# groundhogs tonight



## littleking (Jun 25, 2005)

made a quick trip out before the rain, one at 83 yds, one at 366 yards (26 1/8" clicks) with .17 remington


----------



## Mushijobah (May 4, 2004)

Nice shot man.


----------



## littleking (Jun 25, 2005)

thx, my longest yet with my encore...


----------



## truck (Apr 12, 2004)

Good shot  must practice allot ?


----------



## saugeye2 (Feb 15, 2009)

366 yds, thats one heck of a shot.


----------



## ClickerCrazy (Feb 4, 2006)

for a .17 that is pretty crazy distance....I'd be happy to hit it with my .223 at that distance....

Do you have a place where you can practice at that distance, or do you go by a ballistics table?


----------



## littleking (Jun 25, 2005)

ClickerCrazy said:


> for a .17 that is pretty crazy distance....I'd be happy to hit it with my .223 at that distance....
> 
> Do you have a place where you can practice at that distance, or do you go by a ballistics table?


keep in mind that this is a .17 remington, NOT a .17 hmr... BIG difference

i use a click chart from load from a disk...

i chrono'd then verified at 100 & 200yds... and away i went

my average for 5 shots was 3980fps, all 5 withing 20fps of eachother so im getting SUPER consistant speeds..


----------



## T-180 (Oct 18, 2005)

All within 20 fps is pretty darned impressive. Nice shooting by the way.


----------



## ClickerCrazy (Feb 4, 2006)

Man!!! now that's cook'n. Guess I need to read up on these newer .17's. It just seems like so small of a cal. that you would have trouble at longer ranges, if you had any kind of a wind.

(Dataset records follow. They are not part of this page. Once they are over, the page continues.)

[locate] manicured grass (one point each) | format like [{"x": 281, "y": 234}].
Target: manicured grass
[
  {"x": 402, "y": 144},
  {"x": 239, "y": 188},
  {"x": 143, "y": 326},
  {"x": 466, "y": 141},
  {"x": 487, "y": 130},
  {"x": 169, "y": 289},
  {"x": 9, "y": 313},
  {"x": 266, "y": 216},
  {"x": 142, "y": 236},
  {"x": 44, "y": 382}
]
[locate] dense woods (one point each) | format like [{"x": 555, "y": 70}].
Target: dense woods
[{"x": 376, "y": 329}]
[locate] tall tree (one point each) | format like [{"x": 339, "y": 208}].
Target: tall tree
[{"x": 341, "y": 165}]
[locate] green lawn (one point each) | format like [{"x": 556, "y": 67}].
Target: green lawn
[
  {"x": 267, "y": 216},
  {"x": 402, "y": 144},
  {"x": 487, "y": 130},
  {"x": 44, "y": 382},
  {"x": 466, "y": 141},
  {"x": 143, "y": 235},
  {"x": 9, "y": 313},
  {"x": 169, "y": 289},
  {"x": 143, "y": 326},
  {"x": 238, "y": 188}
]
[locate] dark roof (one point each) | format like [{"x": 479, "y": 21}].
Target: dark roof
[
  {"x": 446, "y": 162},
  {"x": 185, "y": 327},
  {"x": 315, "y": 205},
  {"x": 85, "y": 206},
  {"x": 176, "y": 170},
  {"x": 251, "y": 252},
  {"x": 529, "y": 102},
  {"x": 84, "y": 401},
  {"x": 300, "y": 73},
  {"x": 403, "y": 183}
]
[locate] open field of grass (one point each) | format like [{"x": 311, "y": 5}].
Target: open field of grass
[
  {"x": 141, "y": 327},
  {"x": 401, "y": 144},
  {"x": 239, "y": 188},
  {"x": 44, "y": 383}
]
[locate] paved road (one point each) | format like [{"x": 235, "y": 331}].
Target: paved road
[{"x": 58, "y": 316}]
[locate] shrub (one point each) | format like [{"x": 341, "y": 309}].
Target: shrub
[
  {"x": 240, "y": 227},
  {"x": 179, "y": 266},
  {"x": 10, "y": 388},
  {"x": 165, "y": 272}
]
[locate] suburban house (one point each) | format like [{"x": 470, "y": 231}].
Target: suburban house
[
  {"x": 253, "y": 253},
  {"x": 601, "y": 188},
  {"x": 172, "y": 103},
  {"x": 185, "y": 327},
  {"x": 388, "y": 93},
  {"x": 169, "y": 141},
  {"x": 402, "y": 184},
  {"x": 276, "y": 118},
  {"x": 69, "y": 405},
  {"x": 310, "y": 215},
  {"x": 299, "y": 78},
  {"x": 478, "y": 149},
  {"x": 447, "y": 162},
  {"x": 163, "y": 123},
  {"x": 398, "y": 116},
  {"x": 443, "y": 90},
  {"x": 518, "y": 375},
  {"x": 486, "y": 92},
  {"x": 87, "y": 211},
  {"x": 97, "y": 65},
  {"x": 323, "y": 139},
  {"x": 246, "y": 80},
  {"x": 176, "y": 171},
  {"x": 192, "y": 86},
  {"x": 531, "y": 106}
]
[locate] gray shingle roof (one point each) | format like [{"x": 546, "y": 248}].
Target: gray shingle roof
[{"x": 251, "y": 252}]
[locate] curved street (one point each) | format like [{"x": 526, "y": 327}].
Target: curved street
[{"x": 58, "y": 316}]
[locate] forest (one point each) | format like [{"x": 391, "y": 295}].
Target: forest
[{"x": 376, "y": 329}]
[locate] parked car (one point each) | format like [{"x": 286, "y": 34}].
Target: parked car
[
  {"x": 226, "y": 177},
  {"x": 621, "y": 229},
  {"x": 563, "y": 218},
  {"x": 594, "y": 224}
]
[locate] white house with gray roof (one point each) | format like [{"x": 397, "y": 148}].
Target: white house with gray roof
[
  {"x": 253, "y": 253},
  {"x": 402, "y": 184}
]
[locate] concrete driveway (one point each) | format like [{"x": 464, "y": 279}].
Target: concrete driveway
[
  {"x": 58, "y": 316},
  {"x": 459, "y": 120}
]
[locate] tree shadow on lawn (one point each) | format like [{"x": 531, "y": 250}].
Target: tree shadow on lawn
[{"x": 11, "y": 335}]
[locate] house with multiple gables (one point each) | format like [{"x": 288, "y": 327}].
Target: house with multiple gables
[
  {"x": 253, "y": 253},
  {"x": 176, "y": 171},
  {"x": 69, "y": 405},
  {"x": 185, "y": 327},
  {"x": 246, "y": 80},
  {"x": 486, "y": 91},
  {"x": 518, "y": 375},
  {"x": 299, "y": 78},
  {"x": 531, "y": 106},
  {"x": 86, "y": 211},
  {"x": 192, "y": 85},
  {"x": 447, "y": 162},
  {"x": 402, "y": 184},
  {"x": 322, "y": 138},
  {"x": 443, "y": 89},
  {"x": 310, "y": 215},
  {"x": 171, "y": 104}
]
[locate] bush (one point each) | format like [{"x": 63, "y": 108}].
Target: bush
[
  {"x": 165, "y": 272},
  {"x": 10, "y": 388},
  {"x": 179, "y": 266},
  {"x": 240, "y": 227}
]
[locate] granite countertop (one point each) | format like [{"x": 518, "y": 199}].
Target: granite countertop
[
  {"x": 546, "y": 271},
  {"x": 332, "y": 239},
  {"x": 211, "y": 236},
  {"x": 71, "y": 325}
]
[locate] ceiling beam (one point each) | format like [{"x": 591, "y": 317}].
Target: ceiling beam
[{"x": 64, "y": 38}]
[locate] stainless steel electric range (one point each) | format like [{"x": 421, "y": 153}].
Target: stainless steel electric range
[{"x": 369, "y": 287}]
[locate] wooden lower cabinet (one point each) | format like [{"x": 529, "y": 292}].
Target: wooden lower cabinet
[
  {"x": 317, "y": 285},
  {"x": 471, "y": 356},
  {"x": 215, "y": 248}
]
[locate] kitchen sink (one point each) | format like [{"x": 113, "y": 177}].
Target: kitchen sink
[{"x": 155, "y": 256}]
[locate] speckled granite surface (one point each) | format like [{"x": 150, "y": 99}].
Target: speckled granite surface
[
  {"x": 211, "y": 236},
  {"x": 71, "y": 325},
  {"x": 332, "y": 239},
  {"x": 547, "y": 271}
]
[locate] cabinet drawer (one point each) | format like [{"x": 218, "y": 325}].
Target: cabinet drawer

Great shooting, just proves that it pays to no your weapon.


----------



## T-180 (Oct 18, 2005)

The .17 Rem is far from a new round. Not sure when it hit the market, but it's a serious centerfire round, unlike the new 17's that are much lower power. Very popular in the 1970's with the fox hunting / calling crowd ; took a couple with it myself.
We've had the discussion on wind drift, but if LK hit a hog at 366, he knows his round , rifle, & it's performance.


----------



## littleking (Jun 25, 2005)

like mentioned, this is not a "new" round, it was introduced in 1971... 

I do a lot of shooting, although I do miss too. 

the 17 is a great round, near ZERO recoil, watching the bullet hit thru the scope is spectacular. 

not to mention i have a great groundhogging spot! just ask swollengoat


----------



## T-180 (Oct 18, 2005)

Almost all the hogs are gone out my way, seems the ones that come out in the open have been transformed into coyote poop !!! The farmers are happy, but I sure miss a little tune up in the summer.


----------



## ClickerCrazy (Feb 4, 2006)

talked to my Dad tonight and come to find out he owned one back in the early 70's and used it for prairie dog hunting when we lived in Texas. I guess it just isn't something you hear about much anymore, with all the new .17's out there.


----------



## eyesman_01 (Jan 4, 2007)

T-180 said:


> Almost all the hogs are gone out my way, seems the ones that come out in the open have been transformed into coyote poop !!! The farmers are happy, but I sure miss a little tune up in the summer.


Coyotes make good targets also. Our hunting season closes in march, but we can legally shoot them year 'round with written permission from the property owner.


----------



## T-180 (Oct 18, 2005)

We keep after the 'yotes , but most of our time after them is with snares. Took 10 off of a 150 acre farm this winter !!! Will probably get out here in the next week or so and try calling a few.
T


----------